How to check record duplication before saving?

limatsao · April 11, 2008, 10:36pm

Hi, everyone,

I am a beginner in ruby programming and I have a minor question about
data checking, if someone who could give me a suggestion that would be
great.

The system needs to prevent a duplicated record happened in database,
the record is consisted of two fields which are column A and column B.
Supposing a record has been saved in database that the A=1, B=1.
Afterward, the same set of record can not be accepted again, for
example, record: A=1, B=2 and A=2, B=1 both are acceptable.
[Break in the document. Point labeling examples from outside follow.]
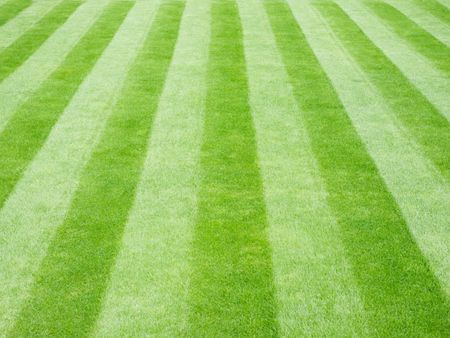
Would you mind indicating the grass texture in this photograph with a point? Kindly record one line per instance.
(224, 168)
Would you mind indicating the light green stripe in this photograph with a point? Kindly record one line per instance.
(66, 301)
(42, 197)
(434, 84)
(11, 9)
(412, 110)
(421, 193)
(431, 24)
(29, 127)
(438, 8)
(316, 293)
(17, 53)
(231, 292)
(419, 39)
(14, 29)
(25, 80)
(159, 230)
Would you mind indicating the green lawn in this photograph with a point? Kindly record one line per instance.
(224, 168)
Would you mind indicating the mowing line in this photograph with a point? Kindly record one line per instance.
(434, 84)
(436, 8)
(42, 197)
(400, 292)
(26, 79)
(316, 293)
(71, 281)
(420, 192)
(14, 55)
(424, 123)
(231, 291)
(26, 19)
(27, 130)
(419, 39)
(430, 23)
(159, 231)
(11, 9)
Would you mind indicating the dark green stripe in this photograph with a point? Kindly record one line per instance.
(424, 122)
(425, 43)
(435, 8)
(72, 280)
(11, 8)
(401, 295)
(29, 127)
(231, 290)
(14, 55)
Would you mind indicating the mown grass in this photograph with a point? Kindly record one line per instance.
(401, 294)
(70, 284)
(426, 125)
(29, 127)
(11, 8)
(435, 8)
(422, 41)
(231, 291)
(15, 54)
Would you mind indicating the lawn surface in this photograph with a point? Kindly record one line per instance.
(235, 168)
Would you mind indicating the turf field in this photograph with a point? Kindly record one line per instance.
(225, 168)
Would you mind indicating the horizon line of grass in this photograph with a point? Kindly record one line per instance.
(15, 54)
(424, 123)
(73, 277)
(11, 9)
(231, 287)
(28, 128)
(400, 293)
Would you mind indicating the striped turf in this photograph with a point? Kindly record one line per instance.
(14, 55)
(423, 42)
(159, 230)
(436, 8)
(12, 30)
(425, 124)
(17, 88)
(26, 131)
(433, 83)
(231, 289)
(424, 19)
(73, 276)
(42, 197)
(400, 293)
(236, 168)
(316, 292)
(12, 8)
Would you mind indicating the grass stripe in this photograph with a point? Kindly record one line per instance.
(425, 124)
(434, 84)
(421, 41)
(13, 56)
(422, 195)
(159, 231)
(72, 279)
(231, 290)
(435, 8)
(26, 19)
(401, 294)
(27, 130)
(15, 89)
(42, 197)
(431, 24)
(11, 9)
(315, 289)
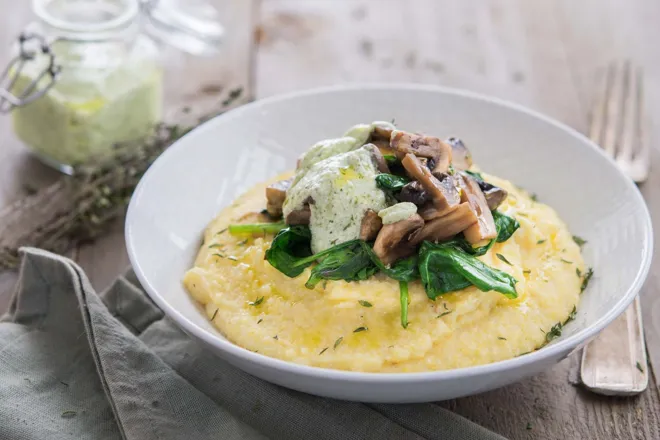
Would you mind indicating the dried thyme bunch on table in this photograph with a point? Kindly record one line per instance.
(79, 208)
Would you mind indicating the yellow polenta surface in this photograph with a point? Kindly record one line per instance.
(459, 329)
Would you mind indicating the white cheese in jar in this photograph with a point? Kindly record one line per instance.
(93, 105)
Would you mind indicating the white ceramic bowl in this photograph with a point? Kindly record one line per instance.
(206, 169)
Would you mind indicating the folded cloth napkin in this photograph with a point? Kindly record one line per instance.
(78, 365)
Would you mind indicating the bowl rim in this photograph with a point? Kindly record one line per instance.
(543, 354)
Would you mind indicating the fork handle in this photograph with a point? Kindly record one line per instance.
(614, 363)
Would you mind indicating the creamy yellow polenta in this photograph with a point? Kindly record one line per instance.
(317, 327)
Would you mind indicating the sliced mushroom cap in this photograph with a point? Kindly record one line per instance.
(461, 157)
(484, 228)
(381, 132)
(443, 193)
(370, 226)
(275, 195)
(299, 216)
(445, 227)
(379, 160)
(494, 194)
(393, 241)
(422, 146)
(429, 211)
(413, 192)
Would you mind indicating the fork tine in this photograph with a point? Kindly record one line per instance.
(613, 110)
(599, 112)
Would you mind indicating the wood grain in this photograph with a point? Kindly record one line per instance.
(543, 54)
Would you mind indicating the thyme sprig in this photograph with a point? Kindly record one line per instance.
(80, 208)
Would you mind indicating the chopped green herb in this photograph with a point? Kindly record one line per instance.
(571, 316)
(586, 279)
(257, 301)
(68, 414)
(474, 174)
(404, 299)
(256, 228)
(579, 241)
(391, 182)
(554, 332)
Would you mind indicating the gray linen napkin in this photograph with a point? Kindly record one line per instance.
(76, 365)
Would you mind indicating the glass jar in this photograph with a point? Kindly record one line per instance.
(90, 79)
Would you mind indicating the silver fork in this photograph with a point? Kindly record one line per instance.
(615, 363)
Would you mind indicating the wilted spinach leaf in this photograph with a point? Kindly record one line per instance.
(390, 182)
(289, 247)
(403, 270)
(445, 268)
(348, 263)
(505, 227)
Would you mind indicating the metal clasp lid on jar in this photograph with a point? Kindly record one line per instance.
(192, 26)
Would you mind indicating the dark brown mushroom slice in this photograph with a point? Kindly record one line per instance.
(443, 193)
(441, 162)
(494, 194)
(299, 216)
(394, 240)
(484, 228)
(275, 195)
(461, 157)
(448, 225)
(370, 226)
(413, 192)
(379, 160)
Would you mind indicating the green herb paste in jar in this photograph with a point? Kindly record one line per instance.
(103, 96)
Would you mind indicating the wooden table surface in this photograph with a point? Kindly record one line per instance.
(544, 54)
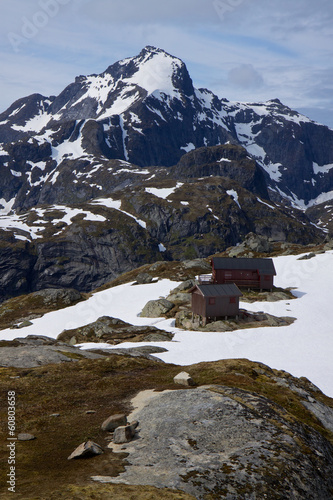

In other
words, record: A=1, B=1 can not be saved in database.

So how to check and prevent a new record that has the same columns with
same values tend to be saved in database?

Frank

limatsao · April 11, 2008, 10:42pm

On Apr 11, 2008, at 3:36 PM, Frank T. wrote:

So how to check and prevent a new record that has the same columns
with
same values tend to be saved in database?

Try creating a unique database index that spans the two columns.

Regards

Dave

limatsao · April 11, 2008, 10:48pm

-----BEGIN PGP SIGNED MESSAGE-----
Hash: SHA1

Frank T. wrote:
| Hi, everyone,
|
| I am a beginner in ruby programming and I have a minor question about
| data checking, if someone who could give me a suggestion that would be
| great.
|
| The system needs to prevent a duplicated record happened in database,
| the record is consisted of two fields which are column A and column B.
| Supposing a record has been saved in database that the A=1, B=1.
| Afterward, the same set of record can not be accepted again, for
| example, record: A=1, B=2 and A=2, B=1 both are acceptable. In other
| words, record: A=1, B=1 can not be saved in database.
|
| So how to check and prevent a new record that has the same columns with
| same values tend to be saved in database?

Most database systems can handle that, be defining a UNIQUE constraint
on columns.

However, that means that A = 1 and B = 2 won’t work.

Different methods to access databases have different ways to handle
these kinds of collisions, or at least different ways to implement the
collision detection.

(For example, you can fetch all records, and check if they are already
set, but that is rather bad for memory consumption and speed, but might
be enough in your case.)

So, if you can tell us how you access your database (and what it is), we
can help you out much better.

Phillip G.
Twitter: twitter.com/cynicalryan

~ - You know you’ve been hacking too long when…
…your brain keeps hallucinating random “system error: collision with
stack heap” or “Guru Meditation Mode # Three billion and fifty-two,
press left button to continue” or even “This is not a DOS disk.” error
messages.
-----BEGIN PGP SIGNATURE-----
Version: GnuPG v1.4.8 (MingW32)
Comment: Using GnuPG with Mozilla - http://enigmail.mozdev.org

iEYEARECAAYFAkf/zngACgkQbtAgaoJTgL/2mwCfU4Ndpir25pE11+V9JyTYvAmB
CAkAn0N6erBRi8ISLPD/ptHkM/GhFMGU
=oV1Q
-----END PGP SIGNATURE-----

limatsao · April 11, 2008, 11:03pm

On Apr 11, 2008, at 3:47 PM, Phillip G. wrote:

Most database systems can handle that, be defining a UNIQUE constraint
on columns.

However, that means that A = 1 and B = 2 won’t work.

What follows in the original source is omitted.